Crypto Advocates Push Trump to Step Into Roman Storm Retrial

Advocates say Roman Storm conviction makes ‘writing code’ a crime in America

Crypto Advocates Push Trump to Step Into Roman Storm Retrial

Crypto advocacy groups are calling on United States President Donald Trump to intervene in the legal battle against Tornado Cash co-founder Roman Storm, turning the case into a major test of how the country treats open-source crypto developers.

In a letter dated Thursday, more than 65 cryptocurrency firms and policy organizations, including the Solana Policy Institute, Blockchain Association, and DeFi Education Fund, urged Trump to take a stronger stance on digital asset policy and the Storm prosecution. The groups want the White House to push the IRS and US Treasury to clarify crypto tax rules, shield decentralized finance from what they see as regulatory overreach, and press agencies such as the Securities and Exchange Commission and Commodity Futures Trading Commission to provide clear, consistent guidance for the industry.

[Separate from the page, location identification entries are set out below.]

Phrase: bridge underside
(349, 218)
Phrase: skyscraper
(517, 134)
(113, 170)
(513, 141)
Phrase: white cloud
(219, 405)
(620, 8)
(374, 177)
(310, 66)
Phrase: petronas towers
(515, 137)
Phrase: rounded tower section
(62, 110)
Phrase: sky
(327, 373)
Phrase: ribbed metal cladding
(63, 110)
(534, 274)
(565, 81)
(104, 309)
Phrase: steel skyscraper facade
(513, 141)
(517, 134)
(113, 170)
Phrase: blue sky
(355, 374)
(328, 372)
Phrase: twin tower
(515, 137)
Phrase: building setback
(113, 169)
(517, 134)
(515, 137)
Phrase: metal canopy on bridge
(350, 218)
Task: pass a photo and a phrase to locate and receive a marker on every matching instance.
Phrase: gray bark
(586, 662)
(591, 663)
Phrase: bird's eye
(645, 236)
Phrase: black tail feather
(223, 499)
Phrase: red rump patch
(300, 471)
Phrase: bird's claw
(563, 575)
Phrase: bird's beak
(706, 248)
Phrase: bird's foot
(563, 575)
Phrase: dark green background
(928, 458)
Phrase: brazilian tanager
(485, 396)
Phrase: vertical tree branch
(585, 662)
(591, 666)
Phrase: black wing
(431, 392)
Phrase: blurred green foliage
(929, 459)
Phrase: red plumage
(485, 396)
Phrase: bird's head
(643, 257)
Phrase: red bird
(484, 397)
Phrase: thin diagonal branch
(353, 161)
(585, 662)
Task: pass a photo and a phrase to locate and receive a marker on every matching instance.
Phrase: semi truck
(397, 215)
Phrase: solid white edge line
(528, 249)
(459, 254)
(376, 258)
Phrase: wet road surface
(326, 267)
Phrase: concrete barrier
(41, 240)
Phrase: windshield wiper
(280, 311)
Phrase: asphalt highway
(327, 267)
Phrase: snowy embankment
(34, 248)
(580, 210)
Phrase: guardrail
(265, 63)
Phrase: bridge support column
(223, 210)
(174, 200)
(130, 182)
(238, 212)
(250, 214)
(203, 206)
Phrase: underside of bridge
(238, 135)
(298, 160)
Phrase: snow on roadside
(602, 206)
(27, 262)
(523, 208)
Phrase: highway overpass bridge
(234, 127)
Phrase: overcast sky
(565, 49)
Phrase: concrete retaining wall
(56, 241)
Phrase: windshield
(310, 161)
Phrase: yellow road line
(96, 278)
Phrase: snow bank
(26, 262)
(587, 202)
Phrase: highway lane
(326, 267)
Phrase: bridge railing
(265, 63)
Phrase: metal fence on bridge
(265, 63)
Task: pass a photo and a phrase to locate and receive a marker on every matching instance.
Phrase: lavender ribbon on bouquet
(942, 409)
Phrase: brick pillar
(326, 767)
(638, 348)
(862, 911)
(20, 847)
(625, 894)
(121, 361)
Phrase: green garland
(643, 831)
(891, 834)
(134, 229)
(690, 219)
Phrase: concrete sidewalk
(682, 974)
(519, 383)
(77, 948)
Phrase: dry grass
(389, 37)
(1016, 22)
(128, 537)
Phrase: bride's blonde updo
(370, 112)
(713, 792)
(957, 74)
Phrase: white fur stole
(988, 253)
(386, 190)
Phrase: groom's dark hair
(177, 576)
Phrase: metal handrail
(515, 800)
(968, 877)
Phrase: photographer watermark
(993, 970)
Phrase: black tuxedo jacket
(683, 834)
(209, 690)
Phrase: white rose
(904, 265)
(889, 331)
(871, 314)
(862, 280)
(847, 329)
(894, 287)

The most explosive request is that Trump encourage the Department of Justice to drop all remaining charges against Storm and support efforts to overturn his recent conviction for operating an unlicensed money-transmitting business. Supporters argue that Storm’s work on Tornado Cash was the creation and publication of open-source code, which they say should be protected speech under the First Amendment rather than treated as a financial crime.

Storm, indicted in August 2023, has pleaded not guilty and repeatedly insisted that “writing code is not a crime.” A Justice Department official recently said at a crypto policy event that simply writing code without bad intent is not illegal, yet federal prosecutors in New York are still opposing Storm’s motion for acquittal, with a court conference set for Jan. 22.

While US presidents can shape Justice Department priorities, long-standing norms discourage direct interference in individual prosecutions, putting Trump in a politically sensitive spot if he decides to get involved.